Néanmoins, pour être tout à fait franc, cette année s’annonce difficile. La zone de chasse est immense et les quotas réduits. Les chasseurs disposeront de trois navires harponneurs pour bloquer les tentatives d’approche des vaisseaux de Sea Shepherd Global. Sea Shepherd Global ne possède pas le trésor de guerre de Greenpeace et si elle a appelé à l’aide, il y a peu de chance pour que ce soutien se matérialise. Greenpeace dispose d’un navire au Chili et pourrait intervenir. Nous espérons qu’ils le feront mais aucun signe ne semble aller dans ce sens. Ils ont néanmoins lancé une pétition.

Le navire braconnier de légines australes, Kunlun. Un des 'Bandit 6' naviguant encore au large de l’océan Austral - Photo : Jeff WirthLe navire braconnier de légines australes, Kunlun. Un des "Bandit 6" naviguant encore au large de l’océan Austral
Photo : Jeff Wirth
Sea Shepherd Global m’a promis que ses membres feront tout leur possible, dans les limites de la loi et avec les ressources dont ils disposent, pour empêcher toute activité de braconnage dans les eaux de l’océan Austral. Cela implique le massacre de baleines perpétré par le Japon dans le sanctuaire baleinier austral mais aussi les activités de braconnage exercées par les derniers navires des "Bandit 6".

Le Japon a quant à lui fait le vœu de massacrer 4 400 baleines pour son soi-disant programme "scientifique".

Sea Shepherd Global m’a bien précisé qu’ils s’engageaient à faire en sorte que cet objectif ne soit pas atteint.

Aucune autre organisation dans le monde n’a pris autant de risques, sur une si longue période et au prix de si durs efforts, que Sea Shepherd dans sa croisade pour protéger l’océan Austral de toute activité criminelle.

L’engagement de Sea Shepherd à défendre ces eaux est total et sera poursuivi quels que soient les obstacles ou la puissance de ceux qui s’y opposent. La force de Sea Shepherd USA et de Sea Shepherd Global réside dans le soutien fondamental qui leur est apporté ; plus ce soutien est solide, plus les interventions de ces organisations sont efficaces.

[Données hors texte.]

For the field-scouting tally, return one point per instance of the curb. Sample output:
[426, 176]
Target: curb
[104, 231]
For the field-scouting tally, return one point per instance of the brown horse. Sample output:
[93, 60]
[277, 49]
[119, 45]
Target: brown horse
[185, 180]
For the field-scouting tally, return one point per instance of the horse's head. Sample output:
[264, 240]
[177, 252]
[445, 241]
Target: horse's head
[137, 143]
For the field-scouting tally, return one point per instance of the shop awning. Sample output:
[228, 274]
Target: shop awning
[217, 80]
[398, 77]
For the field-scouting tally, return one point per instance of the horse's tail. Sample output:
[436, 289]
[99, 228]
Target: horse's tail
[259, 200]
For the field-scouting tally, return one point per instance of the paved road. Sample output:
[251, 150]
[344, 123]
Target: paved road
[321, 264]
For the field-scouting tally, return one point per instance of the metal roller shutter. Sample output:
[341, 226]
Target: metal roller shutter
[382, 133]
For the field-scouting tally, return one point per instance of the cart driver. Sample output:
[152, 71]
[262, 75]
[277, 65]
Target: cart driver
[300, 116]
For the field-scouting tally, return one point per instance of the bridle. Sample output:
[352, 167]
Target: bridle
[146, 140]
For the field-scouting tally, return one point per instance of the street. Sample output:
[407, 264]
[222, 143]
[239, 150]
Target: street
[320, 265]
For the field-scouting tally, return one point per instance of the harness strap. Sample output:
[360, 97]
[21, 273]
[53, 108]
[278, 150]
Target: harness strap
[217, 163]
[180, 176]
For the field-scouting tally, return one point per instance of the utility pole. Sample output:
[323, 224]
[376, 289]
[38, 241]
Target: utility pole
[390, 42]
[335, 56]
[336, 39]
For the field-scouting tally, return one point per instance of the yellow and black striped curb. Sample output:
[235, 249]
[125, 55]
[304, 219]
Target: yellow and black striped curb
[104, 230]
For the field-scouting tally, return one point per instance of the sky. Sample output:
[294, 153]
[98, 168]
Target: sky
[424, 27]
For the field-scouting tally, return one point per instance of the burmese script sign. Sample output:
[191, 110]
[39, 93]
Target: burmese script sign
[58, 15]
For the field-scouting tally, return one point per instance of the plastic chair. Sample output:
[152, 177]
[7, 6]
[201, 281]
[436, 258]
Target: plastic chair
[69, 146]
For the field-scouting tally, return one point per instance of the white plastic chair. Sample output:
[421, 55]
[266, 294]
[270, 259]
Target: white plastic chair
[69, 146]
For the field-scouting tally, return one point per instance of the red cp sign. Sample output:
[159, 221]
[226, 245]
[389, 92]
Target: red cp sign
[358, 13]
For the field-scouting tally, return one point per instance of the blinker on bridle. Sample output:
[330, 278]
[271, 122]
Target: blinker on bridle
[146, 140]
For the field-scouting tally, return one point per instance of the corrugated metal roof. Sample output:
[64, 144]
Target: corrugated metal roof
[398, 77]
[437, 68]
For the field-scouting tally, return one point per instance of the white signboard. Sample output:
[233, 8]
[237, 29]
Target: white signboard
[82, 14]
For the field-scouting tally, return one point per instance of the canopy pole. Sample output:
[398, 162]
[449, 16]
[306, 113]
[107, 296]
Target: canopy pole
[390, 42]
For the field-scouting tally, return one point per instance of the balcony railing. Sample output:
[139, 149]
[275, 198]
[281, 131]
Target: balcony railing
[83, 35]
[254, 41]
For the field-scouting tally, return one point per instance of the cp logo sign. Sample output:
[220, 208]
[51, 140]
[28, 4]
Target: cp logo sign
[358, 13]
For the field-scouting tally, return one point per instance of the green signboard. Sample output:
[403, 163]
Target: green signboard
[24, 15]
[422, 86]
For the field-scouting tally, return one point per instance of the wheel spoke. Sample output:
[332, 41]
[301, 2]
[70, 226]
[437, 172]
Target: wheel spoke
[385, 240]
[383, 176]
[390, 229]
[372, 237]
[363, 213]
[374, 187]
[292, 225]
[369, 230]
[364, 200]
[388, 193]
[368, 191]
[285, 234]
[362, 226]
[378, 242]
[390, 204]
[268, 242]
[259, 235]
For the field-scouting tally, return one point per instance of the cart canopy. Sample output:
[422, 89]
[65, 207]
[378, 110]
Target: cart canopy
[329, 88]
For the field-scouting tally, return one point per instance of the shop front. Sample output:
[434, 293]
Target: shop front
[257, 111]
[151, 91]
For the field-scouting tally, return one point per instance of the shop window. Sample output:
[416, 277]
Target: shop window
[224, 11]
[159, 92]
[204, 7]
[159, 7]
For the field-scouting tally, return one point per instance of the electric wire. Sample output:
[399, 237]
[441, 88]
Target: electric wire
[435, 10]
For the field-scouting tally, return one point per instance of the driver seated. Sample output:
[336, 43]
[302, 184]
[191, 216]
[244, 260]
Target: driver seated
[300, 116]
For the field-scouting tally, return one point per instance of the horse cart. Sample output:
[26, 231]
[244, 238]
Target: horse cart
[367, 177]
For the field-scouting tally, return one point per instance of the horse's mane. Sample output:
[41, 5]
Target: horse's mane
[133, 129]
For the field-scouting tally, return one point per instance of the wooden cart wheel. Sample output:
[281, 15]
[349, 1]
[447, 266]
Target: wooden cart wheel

On peut décider d’aider Sea Shepherd USA dans sa bataille juridique contre les chasseurs de baleines japonais.

On peut décider d’aider Sea Shepherd Global dans son combat contre les braconniers des océans.

On peut également décider de soutenir ces deux causes.

À travers ces deux actions distinctes, Sea Shepherd USA et Sea Shepherd Global peuvent mettre fin ensemble aux activités illégales de chasse de la flotte baleinière japonaise.